Tous les jours, Dmytro entreprend donc une tournée des localités situées tout le long de la ligne de front. À bord de son cher camion transpercé d’éclats d’obus, il parcourt les routes peu recommandables de la région pour répondre aux besoins des gens. Je les écoute, explique-t-il. Et j’essaie de me rendre utile. C’est ainsi qu’il a pris contact avec une ONG néerlandaise pour distribuer des vélos afin de combler les besoins en mobilité dans les villages.

À chaque arrêt, les villageois rassemblés l’attendent et il est accueilli comme le père Noël. Il prend le temps de discuter avec eux, de prendre de leurs nouvelles, de blaguer aussi.

« Quand on arrive, partout où on voit l’horreur, la peur et la douleur, on essaie de changer ça pour des sourires. »

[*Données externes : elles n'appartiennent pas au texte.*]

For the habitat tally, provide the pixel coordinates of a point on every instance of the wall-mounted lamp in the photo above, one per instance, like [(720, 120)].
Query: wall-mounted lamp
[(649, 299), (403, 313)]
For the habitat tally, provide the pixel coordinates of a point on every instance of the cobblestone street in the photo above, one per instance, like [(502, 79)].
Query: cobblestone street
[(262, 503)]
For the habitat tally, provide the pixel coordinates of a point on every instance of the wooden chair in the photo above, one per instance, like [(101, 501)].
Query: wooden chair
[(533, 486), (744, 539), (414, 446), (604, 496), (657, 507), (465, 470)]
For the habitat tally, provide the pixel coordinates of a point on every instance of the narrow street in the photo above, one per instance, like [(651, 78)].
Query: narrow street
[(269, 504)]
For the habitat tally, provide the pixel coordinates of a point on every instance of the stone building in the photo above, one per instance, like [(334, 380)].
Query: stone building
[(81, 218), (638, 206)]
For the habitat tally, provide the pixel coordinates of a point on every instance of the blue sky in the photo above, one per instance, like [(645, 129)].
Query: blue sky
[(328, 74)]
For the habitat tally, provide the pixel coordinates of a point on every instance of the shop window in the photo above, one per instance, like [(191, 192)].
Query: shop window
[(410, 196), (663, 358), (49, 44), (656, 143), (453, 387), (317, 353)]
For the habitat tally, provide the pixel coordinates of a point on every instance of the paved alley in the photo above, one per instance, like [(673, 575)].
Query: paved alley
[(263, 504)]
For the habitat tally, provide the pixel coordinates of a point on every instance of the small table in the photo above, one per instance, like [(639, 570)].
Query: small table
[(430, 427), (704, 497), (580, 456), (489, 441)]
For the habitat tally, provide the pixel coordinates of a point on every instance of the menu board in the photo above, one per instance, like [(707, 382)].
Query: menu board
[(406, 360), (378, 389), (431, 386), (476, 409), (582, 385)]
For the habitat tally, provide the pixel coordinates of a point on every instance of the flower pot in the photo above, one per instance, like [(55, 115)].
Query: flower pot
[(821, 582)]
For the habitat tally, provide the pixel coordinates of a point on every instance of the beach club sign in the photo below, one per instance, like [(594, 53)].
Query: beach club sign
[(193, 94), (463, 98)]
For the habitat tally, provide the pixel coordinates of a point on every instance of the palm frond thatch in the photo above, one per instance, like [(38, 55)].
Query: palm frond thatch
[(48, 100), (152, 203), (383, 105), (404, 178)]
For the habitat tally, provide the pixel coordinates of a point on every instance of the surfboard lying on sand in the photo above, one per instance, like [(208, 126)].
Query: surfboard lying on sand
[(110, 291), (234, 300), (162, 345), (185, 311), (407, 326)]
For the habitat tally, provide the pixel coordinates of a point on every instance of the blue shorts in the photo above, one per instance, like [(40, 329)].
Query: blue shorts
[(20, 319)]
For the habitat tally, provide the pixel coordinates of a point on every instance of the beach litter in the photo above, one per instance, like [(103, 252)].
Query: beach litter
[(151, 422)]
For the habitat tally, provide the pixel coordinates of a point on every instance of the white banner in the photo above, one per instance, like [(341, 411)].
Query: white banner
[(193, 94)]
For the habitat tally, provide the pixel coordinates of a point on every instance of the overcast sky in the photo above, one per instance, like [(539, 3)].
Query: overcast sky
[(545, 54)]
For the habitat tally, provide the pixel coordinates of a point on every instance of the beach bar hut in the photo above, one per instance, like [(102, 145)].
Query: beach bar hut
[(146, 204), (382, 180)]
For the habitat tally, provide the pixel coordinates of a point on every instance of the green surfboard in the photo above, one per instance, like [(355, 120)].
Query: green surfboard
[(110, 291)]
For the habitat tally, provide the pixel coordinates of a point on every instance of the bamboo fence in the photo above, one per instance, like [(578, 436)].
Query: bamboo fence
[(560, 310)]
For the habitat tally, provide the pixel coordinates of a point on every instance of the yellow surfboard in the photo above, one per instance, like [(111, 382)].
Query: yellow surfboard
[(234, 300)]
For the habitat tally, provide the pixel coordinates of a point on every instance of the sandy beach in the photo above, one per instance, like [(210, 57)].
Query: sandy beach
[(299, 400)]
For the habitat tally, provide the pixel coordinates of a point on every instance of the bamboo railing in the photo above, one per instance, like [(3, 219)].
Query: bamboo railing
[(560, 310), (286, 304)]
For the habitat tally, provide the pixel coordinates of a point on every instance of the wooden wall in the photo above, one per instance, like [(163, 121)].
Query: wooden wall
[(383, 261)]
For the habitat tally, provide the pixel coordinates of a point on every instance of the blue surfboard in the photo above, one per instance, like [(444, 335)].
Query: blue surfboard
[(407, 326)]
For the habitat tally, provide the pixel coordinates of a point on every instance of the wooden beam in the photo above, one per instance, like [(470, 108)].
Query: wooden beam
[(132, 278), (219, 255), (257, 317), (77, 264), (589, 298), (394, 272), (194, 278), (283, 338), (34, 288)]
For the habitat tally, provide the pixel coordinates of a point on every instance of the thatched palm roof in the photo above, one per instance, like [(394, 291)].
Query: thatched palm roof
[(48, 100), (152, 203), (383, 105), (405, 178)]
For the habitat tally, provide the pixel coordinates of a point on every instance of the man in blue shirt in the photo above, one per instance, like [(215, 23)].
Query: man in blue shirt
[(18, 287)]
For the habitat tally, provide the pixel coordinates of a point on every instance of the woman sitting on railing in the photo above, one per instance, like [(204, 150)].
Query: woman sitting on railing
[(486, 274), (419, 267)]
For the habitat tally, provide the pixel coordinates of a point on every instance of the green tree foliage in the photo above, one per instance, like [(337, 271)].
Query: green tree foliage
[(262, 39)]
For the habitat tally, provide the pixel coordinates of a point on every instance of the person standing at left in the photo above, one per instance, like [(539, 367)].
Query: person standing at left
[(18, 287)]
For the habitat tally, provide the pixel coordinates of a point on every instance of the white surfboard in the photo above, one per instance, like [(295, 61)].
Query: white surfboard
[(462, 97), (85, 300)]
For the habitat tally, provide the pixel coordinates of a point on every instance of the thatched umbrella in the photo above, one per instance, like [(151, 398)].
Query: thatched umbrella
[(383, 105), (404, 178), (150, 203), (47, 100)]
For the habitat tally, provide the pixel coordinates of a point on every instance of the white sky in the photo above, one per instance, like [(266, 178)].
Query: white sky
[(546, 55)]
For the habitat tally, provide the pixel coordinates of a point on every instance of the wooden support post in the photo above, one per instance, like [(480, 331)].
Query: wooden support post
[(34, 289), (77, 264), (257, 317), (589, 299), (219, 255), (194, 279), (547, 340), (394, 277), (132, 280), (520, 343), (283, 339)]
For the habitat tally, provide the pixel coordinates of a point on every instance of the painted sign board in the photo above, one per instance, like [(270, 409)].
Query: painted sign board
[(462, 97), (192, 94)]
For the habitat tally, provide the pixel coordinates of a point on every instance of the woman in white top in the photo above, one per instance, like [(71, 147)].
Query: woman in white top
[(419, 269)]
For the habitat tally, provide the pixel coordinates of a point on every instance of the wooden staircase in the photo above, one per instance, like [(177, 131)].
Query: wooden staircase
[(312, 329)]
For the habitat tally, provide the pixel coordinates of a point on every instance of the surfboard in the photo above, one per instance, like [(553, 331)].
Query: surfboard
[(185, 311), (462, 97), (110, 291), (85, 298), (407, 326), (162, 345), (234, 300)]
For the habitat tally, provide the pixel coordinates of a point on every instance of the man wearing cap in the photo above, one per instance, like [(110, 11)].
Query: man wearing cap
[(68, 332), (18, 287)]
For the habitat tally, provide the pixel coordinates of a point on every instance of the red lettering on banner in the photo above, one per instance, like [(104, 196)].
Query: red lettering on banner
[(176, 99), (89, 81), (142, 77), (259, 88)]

— Une citation de  Dmytro Artemov, travailleur humanitaire

C’est aussi pour cette raison que Dmytro s’est adjoint les services d’un clown venu d’Italie. Depuis quatre mois, Marco Rodari fait la tournée des villages pour se produire devant les enfants.

Avec son nez rouge et une casquette ornée d’une hélice bien plantée sur la tête, Pimpa le clown blague avec les enfants tout en faisant des tours de magie devant un auditoire conquis. Pour un clown, il n’y a rien de plus génial que de faire rire des enfants, confie-t-il.

Il invite une gamine à souffler sur une corde qui, aussitôt, se raidit et défie la gravité. Dans le sous-sol qui servait autrefois d’abri, le silence est total. Les enfants sont bouche bée.

« Ce qui est le plus important pour moi, c’est de susciter l’émerveillement. Quand ça se produit, pendant une demi-heure, les enfants oublient la guerre. »

— Une citation de  Marco Rodari, alias Pimpa le clown

À la fin du spectacle, les enfants se mettent spontanément à rire et à danser lorsque Pimpa pointe vers eux des canons qui les aspergent de milliers de bulles de savon. Pour faire durer ce moment de distraction, le clown distribue des cadeaux à chacun d’eux. Ce sont des jeux et des jouets pour tromper l’ennui.

L’initiative de Dmytro est entièrement financée par des dons populaires. À ses yeux, il s’agit non pas de charité mais plutôt d’un investissement dans l’avenir de l’Ukraine. Pour cultiver l’espoir dans un pays qui en a bien besoin.